Milagros integra a brigada médica cubana que presta serviço no Hospital Nacional “Mártir Brahim Saled”, no campo de refugiados de Rabuni, localizado na porção de deserto argelino onde se encontra estabelecida, no exílio, a República Árabe Sarauí Democrática. Responsável pelo serviço de Urgência, cumpre ali uma missão de três anos, juntamente com outros 17 compatriotas, profissionais de Saúde de várias especialidades (o mesmo fizeram, desde 1977, outros 500 clínicos cubanos, que trabalharam solidariamente nos campos de refugiados do Sara Ocidental).

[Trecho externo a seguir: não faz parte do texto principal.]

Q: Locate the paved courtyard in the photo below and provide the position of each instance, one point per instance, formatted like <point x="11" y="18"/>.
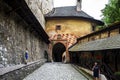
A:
<point x="55" y="71"/>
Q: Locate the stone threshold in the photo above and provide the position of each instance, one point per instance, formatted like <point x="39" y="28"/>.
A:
<point x="16" y="67"/>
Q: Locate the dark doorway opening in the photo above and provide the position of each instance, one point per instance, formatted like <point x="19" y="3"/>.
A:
<point x="57" y="51"/>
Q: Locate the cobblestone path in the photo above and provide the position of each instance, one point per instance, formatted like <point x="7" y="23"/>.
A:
<point x="55" y="71"/>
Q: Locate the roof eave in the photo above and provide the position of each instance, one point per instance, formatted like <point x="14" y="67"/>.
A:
<point x="98" y="22"/>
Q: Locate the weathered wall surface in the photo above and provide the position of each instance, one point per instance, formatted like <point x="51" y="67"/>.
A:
<point x="69" y="26"/>
<point x="15" y="37"/>
<point x="39" y="8"/>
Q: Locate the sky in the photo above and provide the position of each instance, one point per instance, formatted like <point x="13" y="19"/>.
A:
<point x="91" y="7"/>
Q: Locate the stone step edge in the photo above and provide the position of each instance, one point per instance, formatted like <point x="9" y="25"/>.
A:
<point x="85" y="74"/>
<point x="89" y="72"/>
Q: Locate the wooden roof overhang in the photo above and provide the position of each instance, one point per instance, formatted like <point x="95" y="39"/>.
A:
<point x="22" y="9"/>
<point x="97" y="22"/>
<point x="99" y="44"/>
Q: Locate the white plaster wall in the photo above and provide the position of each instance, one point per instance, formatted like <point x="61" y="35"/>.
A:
<point x="39" y="8"/>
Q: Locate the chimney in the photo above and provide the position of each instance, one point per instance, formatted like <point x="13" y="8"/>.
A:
<point x="78" y="7"/>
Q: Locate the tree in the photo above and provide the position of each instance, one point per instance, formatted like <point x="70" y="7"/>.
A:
<point x="111" y="12"/>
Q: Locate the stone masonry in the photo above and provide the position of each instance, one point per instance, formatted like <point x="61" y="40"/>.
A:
<point x="15" y="36"/>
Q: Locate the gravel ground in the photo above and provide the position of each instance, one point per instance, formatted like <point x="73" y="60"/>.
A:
<point x="55" y="71"/>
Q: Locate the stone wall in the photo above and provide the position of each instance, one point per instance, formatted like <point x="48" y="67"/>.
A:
<point x="21" y="72"/>
<point x="15" y="36"/>
<point x="39" y="8"/>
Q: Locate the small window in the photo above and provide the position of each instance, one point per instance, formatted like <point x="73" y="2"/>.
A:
<point x="58" y="27"/>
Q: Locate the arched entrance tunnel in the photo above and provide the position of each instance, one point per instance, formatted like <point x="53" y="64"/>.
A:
<point x="57" y="51"/>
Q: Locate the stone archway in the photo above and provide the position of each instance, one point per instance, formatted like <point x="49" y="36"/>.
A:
<point x="57" y="52"/>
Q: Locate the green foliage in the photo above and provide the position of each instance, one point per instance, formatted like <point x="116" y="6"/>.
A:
<point x="111" y="12"/>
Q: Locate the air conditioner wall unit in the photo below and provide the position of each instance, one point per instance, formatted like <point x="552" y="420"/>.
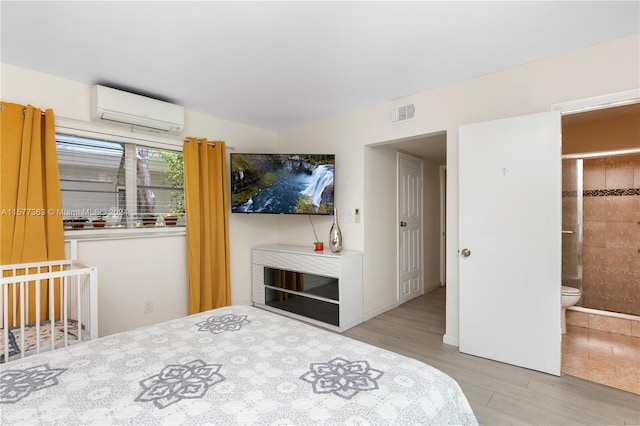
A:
<point x="135" y="111"/>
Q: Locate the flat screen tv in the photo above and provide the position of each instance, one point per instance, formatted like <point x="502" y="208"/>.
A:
<point x="282" y="183"/>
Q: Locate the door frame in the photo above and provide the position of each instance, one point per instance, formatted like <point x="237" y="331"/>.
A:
<point x="399" y="156"/>
<point x="609" y="100"/>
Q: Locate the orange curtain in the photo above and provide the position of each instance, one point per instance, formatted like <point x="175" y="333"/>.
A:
<point x="207" y="217"/>
<point x="31" y="227"/>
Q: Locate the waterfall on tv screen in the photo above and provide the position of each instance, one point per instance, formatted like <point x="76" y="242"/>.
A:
<point x="321" y="177"/>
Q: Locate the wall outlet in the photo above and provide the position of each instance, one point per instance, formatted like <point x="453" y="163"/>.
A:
<point x="347" y="218"/>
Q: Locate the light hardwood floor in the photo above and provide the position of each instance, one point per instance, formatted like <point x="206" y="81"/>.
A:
<point x="500" y="394"/>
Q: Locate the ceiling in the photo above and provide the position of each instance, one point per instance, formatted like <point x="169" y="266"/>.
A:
<point x="276" y="65"/>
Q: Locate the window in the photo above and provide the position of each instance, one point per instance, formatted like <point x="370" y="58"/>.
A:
<point x="127" y="185"/>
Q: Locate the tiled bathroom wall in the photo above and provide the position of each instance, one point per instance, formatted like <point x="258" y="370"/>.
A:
<point x="611" y="245"/>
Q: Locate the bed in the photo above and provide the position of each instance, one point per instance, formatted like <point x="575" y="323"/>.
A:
<point x="233" y="365"/>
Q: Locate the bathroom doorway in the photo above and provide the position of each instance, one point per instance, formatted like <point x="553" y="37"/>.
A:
<point x="601" y="245"/>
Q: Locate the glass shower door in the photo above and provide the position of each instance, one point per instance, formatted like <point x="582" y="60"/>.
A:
<point x="572" y="230"/>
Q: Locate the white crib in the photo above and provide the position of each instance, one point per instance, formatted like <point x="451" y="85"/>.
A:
<point x="45" y="306"/>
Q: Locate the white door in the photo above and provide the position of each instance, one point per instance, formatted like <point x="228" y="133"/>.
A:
<point x="510" y="240"/>
<point x="410" y="280"/>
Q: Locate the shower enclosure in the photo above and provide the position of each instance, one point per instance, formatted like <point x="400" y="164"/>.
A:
<point x="601" y="230"/>
<point x="572" y="223"/>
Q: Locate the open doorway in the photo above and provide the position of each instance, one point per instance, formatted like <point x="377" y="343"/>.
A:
<point x="601" y="189"/>
<point x="383" y="226"/>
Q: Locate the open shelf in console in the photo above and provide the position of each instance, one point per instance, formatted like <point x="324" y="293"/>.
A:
<point x="320" y="287"/>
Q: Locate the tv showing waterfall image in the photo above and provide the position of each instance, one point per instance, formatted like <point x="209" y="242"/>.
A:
<point x="282" y="183"/>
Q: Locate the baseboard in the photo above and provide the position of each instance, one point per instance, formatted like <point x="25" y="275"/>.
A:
<point x="381" y="310"/>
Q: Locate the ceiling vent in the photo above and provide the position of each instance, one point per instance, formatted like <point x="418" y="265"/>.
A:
<point x="403" y="113"/>
<point x="135" y="111"/>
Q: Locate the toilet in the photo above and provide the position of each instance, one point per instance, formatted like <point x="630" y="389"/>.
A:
<point x="569" y="297"/>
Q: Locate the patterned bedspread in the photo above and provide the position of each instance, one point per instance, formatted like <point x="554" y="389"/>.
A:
<point x="233" y="365"/>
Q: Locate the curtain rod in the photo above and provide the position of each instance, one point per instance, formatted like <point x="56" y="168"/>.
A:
<point x="213" y="144"/>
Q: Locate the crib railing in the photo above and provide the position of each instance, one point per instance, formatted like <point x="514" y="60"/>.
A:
<point x="69" y="292"/>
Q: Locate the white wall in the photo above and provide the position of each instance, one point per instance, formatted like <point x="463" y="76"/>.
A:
<point x="134" y="270"/>
<point x="601" y="69"/>
<point x="605" y="68"/>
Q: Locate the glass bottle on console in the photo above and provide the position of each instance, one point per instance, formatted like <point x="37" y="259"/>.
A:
<point x="335" y="236"/>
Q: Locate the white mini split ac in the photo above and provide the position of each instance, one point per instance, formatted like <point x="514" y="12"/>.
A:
<point x="135" y="111"/>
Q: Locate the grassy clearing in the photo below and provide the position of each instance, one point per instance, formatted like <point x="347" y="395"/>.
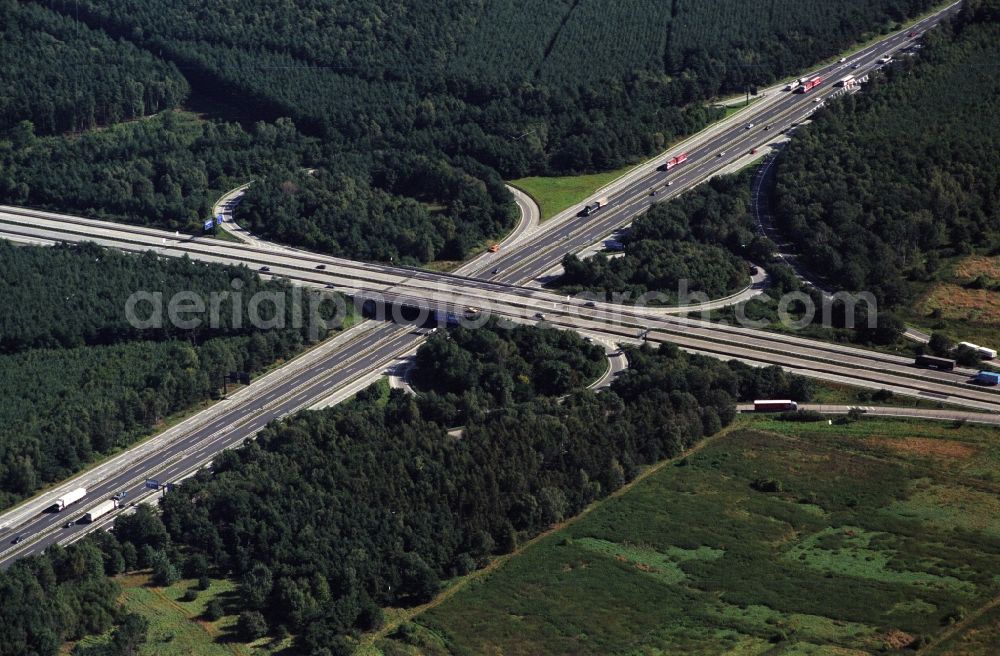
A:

Com os médicos internacionalistas – o “exército de batas brancas” de que falava Fidel – estão, todos os dias, profissionais de Saúde sarauís, grande parte deles formados em Cuba. Um dos responsáveis pelo Hospital Nacional, aliás, fez toda a formação escolar na ilha socialista, dos primeiros anos até à graduação em Medicina. Como ele, milhares de crianças e jovens sarauís, privados do seu país pela ocupação marroquina, encontraram em Cuba acolhimento e formação, que colocam depois ao serviço do seu povo. Hoje, graças a sarauís e a cubanos, como a alguns outros cooperantes internacionais com presença intermitente no território, não há epidemias nos campos de refugiados, a taxa de vacinação é elevadíssima, a saúde materna e infantil está generalizada e o número de partos em meio hospitalar aumentou consideravelmente.

A dimensão da façanha é proporcional às imensas carências existentes e às privações que inevitavelmente impõe a vida em campos de refugiados instalados numa das zonas mais inóspitas do planeta, onde as temperaturas chegam aos 55º: o hospital é pequeno e mal equipado; as ajudas cada vez mais escassas e os seus custos mais elevados; os profissionais e os medicamentos claramente insuficientes; a alimentação minuciosamente racionada e o modo de vida não é aquele a que os cubanos estão habituados (a efusiva alegria caribenha contrasta com a melancolia dos sarauís).

Apesar disso, é com um sorriso que a doutora Milagros explica como se consegue resultados tão positivos – com empenho, solidariedade e organização: a carência de médicos obriga a uma disponibilidade permanente; os casos mais complexos, a exigir cirurgias ou terapias, são encaminhados para a solidária Argélia; a existência de uma rede local de postos de saúde e hospitais secundários (um por cada acampamento, ou província), e a prestação de cuidados de Saúde ao domicílio ajudam a libertar pressão sobre o Hospital Nacional.

Milagros deve o seu nome ao facto de ter sobrevivido, tal como a sua mãe, a um parto particularmente difícil. Hoje, no Sara Ocidental, contribui para o autêntico milagre que é a resistência do povo sarauí, que há 50 anos se bate pelo seu direito à autodeterminação. «Fazemos o que podemos», diz a médica cubana. E é tanto.